Ready to see what I made? Okay, here we go. The first meal I threw together was this:

Ingredients: lean ground turkey, pinto beans, diced tomatoes, red and green bell pepper, corn

Seasoned with a little bit of sea salt, pepper, chili powder, and cumin

Served on a bed of romaine lettuce

And guess what? It was de-lish!!!!

🙂

Another meal I just threw together…

Ingredients: tuna, tomato, avocado

Served on either lettuce or whole wheat sandwich thins

Not bad, right? And no, this isn’t all that I ate. I had my usual breakfast and snack stuff, but no need to go into that. Like I’ve said before, most of my snacks and regular meals are repetitious. Pretty boring. But hey, it works.

I had a friend ask me how I’m able to eat just a protein bar and not want to eat anything else. My answer? You have to eat the kind that are actually healthy for you and not just packed with carbs and sugar.
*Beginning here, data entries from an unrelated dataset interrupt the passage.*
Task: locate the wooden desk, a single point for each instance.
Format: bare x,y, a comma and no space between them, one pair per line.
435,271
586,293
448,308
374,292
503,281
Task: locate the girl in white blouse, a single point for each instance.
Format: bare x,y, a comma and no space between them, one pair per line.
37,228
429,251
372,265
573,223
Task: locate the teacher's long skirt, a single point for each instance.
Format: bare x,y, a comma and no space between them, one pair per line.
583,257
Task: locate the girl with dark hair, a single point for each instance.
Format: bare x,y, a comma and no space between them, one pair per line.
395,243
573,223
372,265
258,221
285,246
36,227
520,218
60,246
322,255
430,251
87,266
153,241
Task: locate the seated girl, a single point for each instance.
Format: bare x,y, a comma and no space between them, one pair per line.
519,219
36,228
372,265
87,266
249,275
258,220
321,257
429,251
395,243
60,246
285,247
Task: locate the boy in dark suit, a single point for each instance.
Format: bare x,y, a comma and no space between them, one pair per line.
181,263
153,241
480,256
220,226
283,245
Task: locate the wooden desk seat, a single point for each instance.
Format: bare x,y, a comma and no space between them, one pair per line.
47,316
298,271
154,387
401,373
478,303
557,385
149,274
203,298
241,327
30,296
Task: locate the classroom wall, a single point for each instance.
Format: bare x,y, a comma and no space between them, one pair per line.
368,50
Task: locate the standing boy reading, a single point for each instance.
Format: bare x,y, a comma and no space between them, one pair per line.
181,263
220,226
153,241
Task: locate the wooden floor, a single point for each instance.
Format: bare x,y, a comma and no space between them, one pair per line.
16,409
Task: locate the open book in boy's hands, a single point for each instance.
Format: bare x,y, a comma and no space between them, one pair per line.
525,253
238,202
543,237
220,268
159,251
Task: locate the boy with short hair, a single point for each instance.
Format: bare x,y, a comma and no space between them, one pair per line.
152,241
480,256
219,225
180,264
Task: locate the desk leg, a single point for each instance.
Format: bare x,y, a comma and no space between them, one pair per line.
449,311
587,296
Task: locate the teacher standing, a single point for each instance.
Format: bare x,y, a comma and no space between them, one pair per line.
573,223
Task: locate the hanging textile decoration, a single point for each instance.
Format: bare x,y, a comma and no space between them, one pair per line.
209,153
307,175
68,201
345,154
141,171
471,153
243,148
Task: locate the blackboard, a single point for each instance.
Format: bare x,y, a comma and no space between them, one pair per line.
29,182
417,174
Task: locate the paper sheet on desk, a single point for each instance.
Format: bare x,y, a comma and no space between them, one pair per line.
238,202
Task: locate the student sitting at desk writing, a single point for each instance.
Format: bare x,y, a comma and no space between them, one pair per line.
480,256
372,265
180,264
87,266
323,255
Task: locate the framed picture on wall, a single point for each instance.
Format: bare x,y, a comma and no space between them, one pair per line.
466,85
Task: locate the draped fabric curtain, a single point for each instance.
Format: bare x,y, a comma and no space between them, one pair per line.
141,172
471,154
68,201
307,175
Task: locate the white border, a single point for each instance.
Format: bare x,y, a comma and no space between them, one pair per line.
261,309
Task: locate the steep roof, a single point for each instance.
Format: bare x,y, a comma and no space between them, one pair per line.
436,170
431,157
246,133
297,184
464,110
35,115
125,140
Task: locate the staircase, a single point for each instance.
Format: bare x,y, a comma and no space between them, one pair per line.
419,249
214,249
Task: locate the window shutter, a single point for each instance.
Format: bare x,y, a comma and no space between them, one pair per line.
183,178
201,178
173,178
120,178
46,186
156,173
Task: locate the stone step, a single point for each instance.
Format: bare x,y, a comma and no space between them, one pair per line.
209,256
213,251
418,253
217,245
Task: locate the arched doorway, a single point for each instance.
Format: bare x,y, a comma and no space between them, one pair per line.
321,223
If you don’t know which ones are “good for you”, check the labels. If you can’t pronounce the words listed in the ingredients, chances are, they’re not good for you. The bars I snack on are all natural. Packed with protein and good calories. FYI, protein is the key. Protein is what makes you full. Consume enough of that each meal and you won’t be so hungry throughout the day. And eat a lot of veggies. Very low in calories. And although you may not think so, it can actually fill you up.